Implementing TA 2.1 requires integrating NXP's security software utilities into your embedded software build system (such as Yocto Project). NXP CST (Cryptographic Tool Suite)
TA 2.1 supports RSA 4K or ECC P-256. We will use RSA 4K as the default.
Based on associated documentation and public summaries, this architecture version includes:
High-speed processing for AES, DES, and 3DES. qoriq trust architecture 2.1 user guide
The QorIQ Trust Architecture is NXP’s name for the product line’s architecture for achieving a trusted partition. In the context of the chip's implementation, if developers properly leverage the hardware hooks, "trust" means that the software loaded during manufacturing or authorized updates is the exact software that executes following system boot.
The watches for:
: If the signature matches, the code is executed; otherwise, the device enters a "Secure Check Fail" state and stops. Accessing Documentation Implementing TA 2
If the hashes match, the ISBC uses the public key to verify the digital signature of the ESBC.

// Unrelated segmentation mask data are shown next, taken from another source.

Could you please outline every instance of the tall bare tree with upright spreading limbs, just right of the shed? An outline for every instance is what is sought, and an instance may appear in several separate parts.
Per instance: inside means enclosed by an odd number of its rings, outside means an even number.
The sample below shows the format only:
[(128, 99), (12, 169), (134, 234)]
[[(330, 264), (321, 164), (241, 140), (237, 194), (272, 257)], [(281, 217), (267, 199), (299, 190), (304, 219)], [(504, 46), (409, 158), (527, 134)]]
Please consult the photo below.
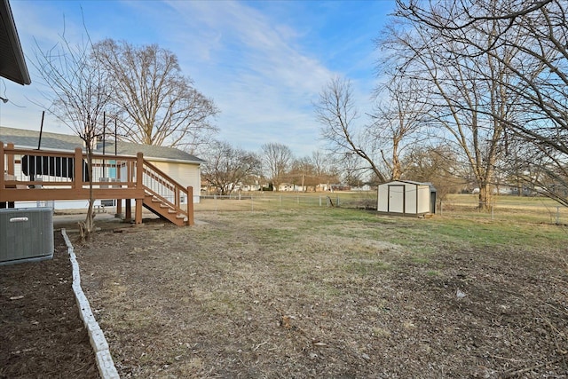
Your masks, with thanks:
[[(445, 19), (461, 17), (452, 6), (432, 6), (430, 12)], [(488, 21), (483, 31), (469, 28), (469, 39), (493, 46), (500, 22)], [(396, 69), (430, 84), (424, 99), (432, 106), (432, 122), (445, 130), (436, 137), (459, 146), (479, 187), (478, 206), (486, 209), (495, 167), (503, 154), (501, 138), (524, 107), (517, 93), (508, 91), (517, 82), (510, 67), (518, 64), (522, 51), (517, 46), (501, 45), (501, 59), (494, 59), (473, 53), (468, 43), (446, 36), (428, 23), (410, 19), (406, 27), (402, 32), (391, 29), (391, 39), (386, 43), (398, 56)], [(539, 71), (533, 75), (539, 75)]]

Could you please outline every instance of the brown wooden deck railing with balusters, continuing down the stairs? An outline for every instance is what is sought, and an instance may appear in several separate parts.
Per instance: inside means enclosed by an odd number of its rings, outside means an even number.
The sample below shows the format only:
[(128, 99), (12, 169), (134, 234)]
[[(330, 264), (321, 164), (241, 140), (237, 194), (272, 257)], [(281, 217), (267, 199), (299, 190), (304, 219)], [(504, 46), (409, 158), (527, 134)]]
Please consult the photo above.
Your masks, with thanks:
[[(14, 148), (0, 141), (0, 204), (14, 201), (55, 201), (90, 199), (87, 155), (81, 148), (75, 153)], [(139, 170), (141, 169), (141, 170)], [(136, 157), (93, 154), (91, 181), (95, 199), (116, 199), (117, 213), (123, 199), (136, 200), (136, 222), (142, 219), (142, 203), (146, 193), (168, 201), (189, 221), (193, 221), (191, 188), (177, 182), (146, 162), (141, 153)], [(185, 199), (182, 199), (184, 198)], [(186, 209), (182, 200), (187, 202)], [(126, 201), (130, 217), (130, 201)], [(190, 206), (191, 204), (191, 206)]]

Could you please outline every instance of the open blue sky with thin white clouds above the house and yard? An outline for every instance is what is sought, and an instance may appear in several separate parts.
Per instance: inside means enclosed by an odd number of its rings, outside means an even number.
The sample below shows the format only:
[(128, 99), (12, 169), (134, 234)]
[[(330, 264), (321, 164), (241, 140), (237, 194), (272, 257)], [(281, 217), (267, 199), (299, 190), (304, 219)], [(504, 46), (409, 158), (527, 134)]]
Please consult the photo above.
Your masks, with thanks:
[[(0, 78), (0, 125), (39, 130), (49, 107), (33, 65), (65, 33), (157, 43), (177, 55), (184, 75), (220, 110), (216, 138), (251, 152), (266, 143), (296, 157), (323, 149), (313, 102), (335, 76), (351, 81), (359, 112), (372, 108), (378, 83), (375, 38), (394, 9), (378, 1), (48, 1), (11, 0), (32, 84)], [(86, 31), (85, 31), (86, 29)], [(47, 114), (43, 130), (73, 133)], [(1, 140), (1, 136), (0, 136)]]

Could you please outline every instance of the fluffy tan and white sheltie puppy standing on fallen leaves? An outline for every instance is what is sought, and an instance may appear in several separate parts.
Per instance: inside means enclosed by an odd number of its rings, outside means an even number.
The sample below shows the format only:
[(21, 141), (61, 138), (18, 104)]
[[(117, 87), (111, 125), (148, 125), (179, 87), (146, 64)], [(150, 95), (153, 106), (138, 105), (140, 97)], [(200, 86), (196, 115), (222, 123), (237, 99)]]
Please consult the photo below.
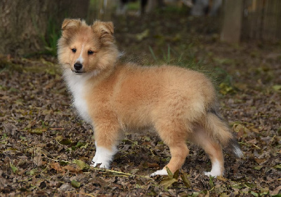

Hardware-based entropy generation compliant with NIST SP800-90A. Internal Secure Memory (SFP and SNVS)
Using the CST, wrap your bootloader (e.g., u-boot.bin ) with a . This header contains the public key, the signature of the image, and the load addresses. Step 3: Fuse Blowing (Development vs. Production) Based on associated documentation and public summaries, this
To implement the 2.1 architecture, several hardware modules work in tandem: A. Internal Secure Boot Code (ISBC)
A dedicated hardware block that controls boot sequence, reset reasons, and lifecycle transitions. It is isolated from the main CPU cores.